Заключенному не давали в руки ничего, что могло бы в какой-то степени послужить оружием. Нужно, скажем, остричь ногти — приходил надзиратель с ножничками и выполнял эту нехитрую процедуру. Он же пришивал и отлетевшую пуговицу. Полотенце выдавали утром и отбирали перед сном.
Питание было скудное. Утром давали кипяток и заварку, ломоть белого хлеба. На обед приносили жиденький суп, а на второе чаще всего кашу. На ужин опять же каша и толченая картошка...
В гнетущей обстановке Петропавловской крепости было одно светлое пятно — заключенным разрешалось читать книги из тюремной библиотеки. Запас литературы в ней был весьма большой. Процедура получения ее была такая. В камеру передавались список литературы и грифельная доска. На ней надо было написать названия интересующих произведений и молча возвратить надзирателю.
Прежде мне некогда было особенно читать. Теперь это стало моей единственной утехой. Я буквально набросился на русскую классику, проштудировал многотомную историю России Соловьева.

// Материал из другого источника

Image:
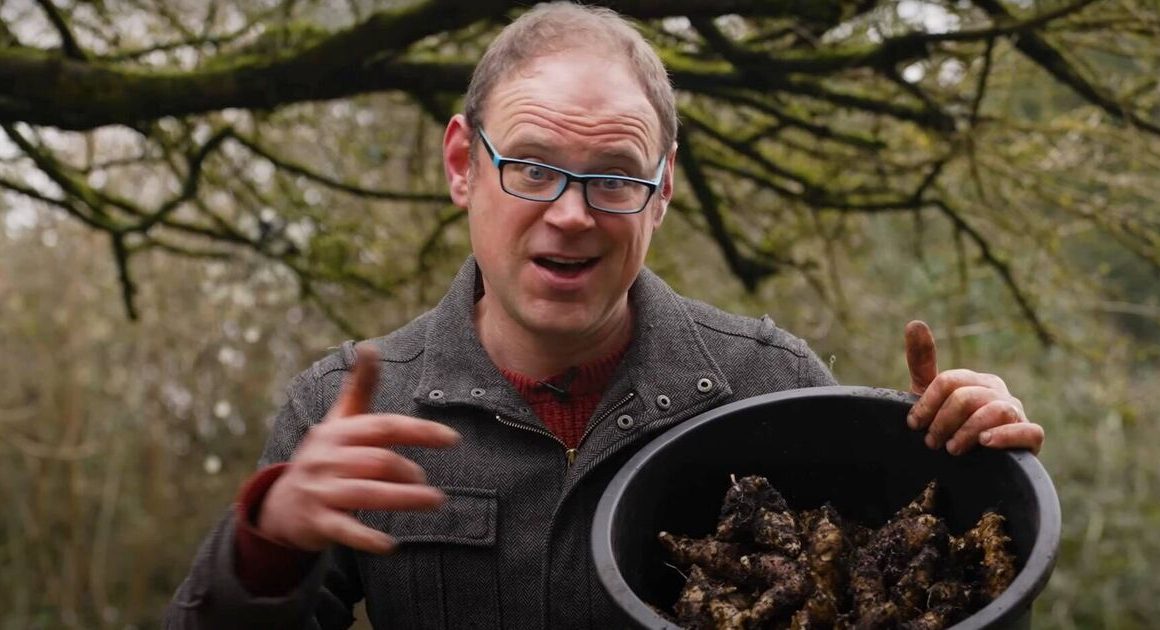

Иногда, начитавшись, забирался под жесткое тюремное одеяло и подолгу не мог уснуть. Думал о воле, о родных, о товарищах с корабля. Что и как у них? Все ли на местах? Размышлял и о предстоящем суде. Надежды на благоприятный исход не было. Если уж упекли в Петропавловку, — значит, дело серьезное. Недаром, видно, жандармский генерал пугал на допросе виселицей... Мне не совсем было ясно, почему меня, молодого матроса и довольно неопытного подпольщика, поместили в тюрьму, в которой содержались самые опасные враги самодержавия. За что мне такое отличие? Ведь если смотреть на вещи объективно, то я ничего особенного сделать не успел. Неужели матрос 2-й статьи Николай Ховрин представляет столь серьезную опасность для царизма? Сказать по правде, я даже загордился на какое-то время. Но постепенно все же понял, что дело вовсе не во мне лично, не в Ерохине и Сладкове. Са-
[32]
ми по себе мы не представляли никакой опасности для существующего строя. Царизм, несомненно, пугала наша принадлежность к партии большевиков. Правительство не без оснований опасалось, что большевики могут повернуть за собой рабочих и крестьян, одетых в солдатские и матросские шинели. И если это произойдет, то самодержавию — конец. Я и мои товарищи были страшны властям, потому что они видели в нас частичку организованной силы, подрывавшей армию изнутри.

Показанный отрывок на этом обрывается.